Nigerian-Brit historian to make documentary on African literature
A Nigerian-British historian and filmmaker, David Olusoga, has said he is making a documentary on African literature for the BBC. Olusoga, who was awarded the Longman-History Today Trustees Award and the PEN Hessell-Tiltman Prize for his 2016 book ‘Black and British: A Forgotten History’ shared this in an article in The Guardian Uk inviting authors to share their new year’s reading resolution.
“I’m looking forward to rereading novels I first read as a teenager: Buchi Emecheta’s Second Class Citizen, Ayi Kwei Armah’s ‘The Beautyful Ones Are Not Yet Born’, Chinua Achebe’s ‘Things Fall Apart’ and ‘Weep Not, Child’ by Ngũgĩ wa Thiong’o. “My own writing is non-fiction, so my pile of books to read in 2020 is dominated by history titles.

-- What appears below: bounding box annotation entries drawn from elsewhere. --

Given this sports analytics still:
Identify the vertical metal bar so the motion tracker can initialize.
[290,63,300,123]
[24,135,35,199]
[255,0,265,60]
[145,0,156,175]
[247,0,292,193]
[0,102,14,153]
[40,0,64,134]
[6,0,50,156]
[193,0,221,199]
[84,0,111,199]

At the very top is William Dalrymple’s acclaimed ‘The Anarchy: The Relentless Rise of the East India Company’. When I get a holiday, I’m planning to read We by the Russian novelist Yevgeny Zamyatin. Reading Dan Jackson’s The Northumbrians, I was reminded that Zamyatin had based aspects of the dystopian future society he creates in that novel on my home town of Newcastle, where he spent time during the first world war. As a historian the one genre I never allow myself to read is historical fiction.
But I gleefully break that rule when a new Hilary Mantel novel comes out. So like a lot of people I am counting down the days to the publication of ‘The Mirror and the Light’, the final book in the astonishing Wolf Hall trilogy.’
Olusoga studied slave history at the University of Liverpool and worked as a journalist before joining the BBC in 2005, producing history programs for television. His works include ‘Black and British: A Forgotten History’, ‘The World’s War’, and of ‘The Kaiser’s Holocaust: Germany’s Forgotten Genocide and the Colonial Roots of Nazism’, co-authored with Casper Erichsen.